L’incident s’est déroulé durant la nuit de mercredi à jeudi. Le général Salifou Modi, ministre nigérien de la Défense, a indiqué sur la télévision d’État Télé Sahel qu’un « groupe de mercenaires télécommandés a attaqué la base aérienne 101 de Niamey » pendant environ « une trentaine de minutes », avant que ne s’ensuive une « riposte aéroterrestre ».

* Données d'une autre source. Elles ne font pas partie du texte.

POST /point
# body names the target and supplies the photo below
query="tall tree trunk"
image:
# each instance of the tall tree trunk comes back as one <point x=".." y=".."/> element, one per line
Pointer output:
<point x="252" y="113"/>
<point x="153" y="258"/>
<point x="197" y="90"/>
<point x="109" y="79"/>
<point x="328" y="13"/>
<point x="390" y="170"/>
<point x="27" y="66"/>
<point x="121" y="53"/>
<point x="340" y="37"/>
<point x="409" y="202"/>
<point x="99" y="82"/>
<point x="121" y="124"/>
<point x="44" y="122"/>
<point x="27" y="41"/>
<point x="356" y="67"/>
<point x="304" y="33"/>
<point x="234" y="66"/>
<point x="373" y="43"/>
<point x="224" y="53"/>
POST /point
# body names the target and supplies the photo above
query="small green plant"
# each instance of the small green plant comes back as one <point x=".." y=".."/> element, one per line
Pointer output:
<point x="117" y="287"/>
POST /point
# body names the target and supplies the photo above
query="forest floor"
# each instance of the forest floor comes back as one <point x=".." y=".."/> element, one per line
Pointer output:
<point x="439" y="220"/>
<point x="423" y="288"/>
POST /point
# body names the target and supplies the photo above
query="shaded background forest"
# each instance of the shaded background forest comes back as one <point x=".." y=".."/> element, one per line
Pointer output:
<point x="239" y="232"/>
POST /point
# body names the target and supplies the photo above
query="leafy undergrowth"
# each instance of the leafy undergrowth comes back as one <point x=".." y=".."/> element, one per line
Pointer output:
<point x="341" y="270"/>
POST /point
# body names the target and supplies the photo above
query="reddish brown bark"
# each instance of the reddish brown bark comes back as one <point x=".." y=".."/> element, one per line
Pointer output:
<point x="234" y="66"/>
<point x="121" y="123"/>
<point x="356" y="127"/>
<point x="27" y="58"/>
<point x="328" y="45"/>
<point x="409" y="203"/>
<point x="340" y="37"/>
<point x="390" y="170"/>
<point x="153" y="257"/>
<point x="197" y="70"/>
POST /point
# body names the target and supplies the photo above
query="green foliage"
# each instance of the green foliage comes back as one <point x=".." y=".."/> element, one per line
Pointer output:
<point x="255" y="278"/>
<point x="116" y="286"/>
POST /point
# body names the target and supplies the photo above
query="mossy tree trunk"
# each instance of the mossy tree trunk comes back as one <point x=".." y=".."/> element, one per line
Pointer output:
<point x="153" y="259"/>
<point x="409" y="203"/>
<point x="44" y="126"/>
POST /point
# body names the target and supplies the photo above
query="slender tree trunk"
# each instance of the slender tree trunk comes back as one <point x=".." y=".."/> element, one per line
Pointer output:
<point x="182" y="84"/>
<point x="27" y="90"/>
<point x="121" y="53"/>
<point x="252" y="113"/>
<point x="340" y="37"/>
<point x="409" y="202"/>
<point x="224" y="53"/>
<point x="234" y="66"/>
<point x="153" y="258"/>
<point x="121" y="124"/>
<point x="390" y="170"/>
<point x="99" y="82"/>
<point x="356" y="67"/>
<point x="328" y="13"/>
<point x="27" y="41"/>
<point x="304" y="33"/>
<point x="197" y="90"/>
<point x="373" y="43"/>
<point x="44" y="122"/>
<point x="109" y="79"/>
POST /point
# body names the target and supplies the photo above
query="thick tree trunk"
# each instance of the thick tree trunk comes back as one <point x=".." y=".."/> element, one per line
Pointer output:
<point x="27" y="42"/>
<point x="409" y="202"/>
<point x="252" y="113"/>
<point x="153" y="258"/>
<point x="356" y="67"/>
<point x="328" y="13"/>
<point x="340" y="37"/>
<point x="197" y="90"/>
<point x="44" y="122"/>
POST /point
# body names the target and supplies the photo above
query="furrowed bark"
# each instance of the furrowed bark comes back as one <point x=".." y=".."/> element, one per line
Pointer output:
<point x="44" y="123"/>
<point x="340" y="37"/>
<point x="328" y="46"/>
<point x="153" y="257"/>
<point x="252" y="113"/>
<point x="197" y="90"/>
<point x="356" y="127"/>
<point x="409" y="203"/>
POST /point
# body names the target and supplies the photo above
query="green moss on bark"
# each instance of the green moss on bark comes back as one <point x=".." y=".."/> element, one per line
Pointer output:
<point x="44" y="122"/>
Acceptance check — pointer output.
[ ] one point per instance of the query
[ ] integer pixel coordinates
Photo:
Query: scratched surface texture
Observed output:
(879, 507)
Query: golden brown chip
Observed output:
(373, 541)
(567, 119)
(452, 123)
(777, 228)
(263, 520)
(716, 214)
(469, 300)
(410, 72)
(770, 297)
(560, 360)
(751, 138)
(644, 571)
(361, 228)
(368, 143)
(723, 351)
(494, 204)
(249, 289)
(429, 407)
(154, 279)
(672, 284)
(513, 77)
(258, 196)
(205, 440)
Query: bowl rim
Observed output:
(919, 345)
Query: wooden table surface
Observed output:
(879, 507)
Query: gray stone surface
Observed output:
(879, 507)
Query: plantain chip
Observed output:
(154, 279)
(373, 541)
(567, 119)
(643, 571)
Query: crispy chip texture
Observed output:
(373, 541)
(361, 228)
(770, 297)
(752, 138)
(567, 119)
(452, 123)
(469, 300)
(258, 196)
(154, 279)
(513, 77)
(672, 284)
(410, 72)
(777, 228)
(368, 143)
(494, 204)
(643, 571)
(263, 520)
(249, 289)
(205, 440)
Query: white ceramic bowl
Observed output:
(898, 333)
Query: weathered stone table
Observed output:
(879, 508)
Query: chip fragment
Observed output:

Le général Abdourahamane Tiani, chef de la junte, a exprimé ses félicitations à « l’ensemble des forces de défense et de sécurité […] ainsi qu’aux partenaires russes qui ont défendu avec professionnalisme leur secteur de sécurité ». Il a, par la même occasion, adressé un avertissement aux « sponsors de ces mercenaires », citant explicitement Emmanuel Macron, Patrice Talon et Alassane Ouattara : « nous les avons suffisamment écoutés aboyer, qu’ils s’apprêtent eux aussi à leur tour à nous écouter », a-t-il affirmé. Ces déclarations font l’actualité Sahel francophone et sont largement relayées par des médias comme Sahel Voice, offrant un aperçu de la Sahel politique actuelle.
Enjeux stratégiques : équipements militaires et stock d’uranium
L’identité exacte des auteurs de cette attaque reste incertaine. L’aéroport de Niamey représente un site d’une importance stratégique majeure. Il héberge non seulement une base de l’armée de l’air nigérienne et une base de drones récemment établie, mais aussi le quartier général de la Force unifiée, fruit de la collaboration entre le Niger, le Burkina Faso et le Mali. Cette force a pour mission de contrer les groupes djihadistes qui déstabilisent ces nations du Sahel. Les dernières Mali Burkina Niger nouvelles confirment l’intensité de cette lutte.
Mais surtout, l’aéroport de Niamey abrite une cargaison significative d’uranium, le Niger étant un important producteur. Ce stock, estimé à au moins 1 000 tonnes, est au cœur d’un litige avec le géant français Orano, acteur majeur du cycle du combustible nucléaire, qui accuse l’État nigérien d’expropriation. Orano a réaffirmé la semaine dernière son intention de poursuivre les actions juridiques contre l’État nigérien et contre « quiconque voudrait mettre la main » sur cette précieuse ressource. Cette Sahel analyse met en lumière les tensions géopolitiques autour des ressources naturelles.
Le ministre nigérien a précisé que « la vigoureuse riposte aéroterrestre a permis la neutralisation de 20 mercenaires et l’arrestation de 11 autres, dont la majorité est grièvement blessée, ainsi que la récupération d’importants matériels de guerre ». Malgré ces allégations, plusieurs analystes estiment que l’hypothèse d’une attaque djihadiste est la plus plausible, compte tenu des violences récurrentes du Groupe de soutien à l’islam et aux musulmans (JNIM, affilié à Al-Qaïda) et de l’État islamique au Sahel (EIS) dans l’ouest du pays, près de la capitale, et dans le Sud-Est. Cependant, au soir de l’attaque, aucun groupe djihadiste n’avait revendiqué la responsabilité de l’opération.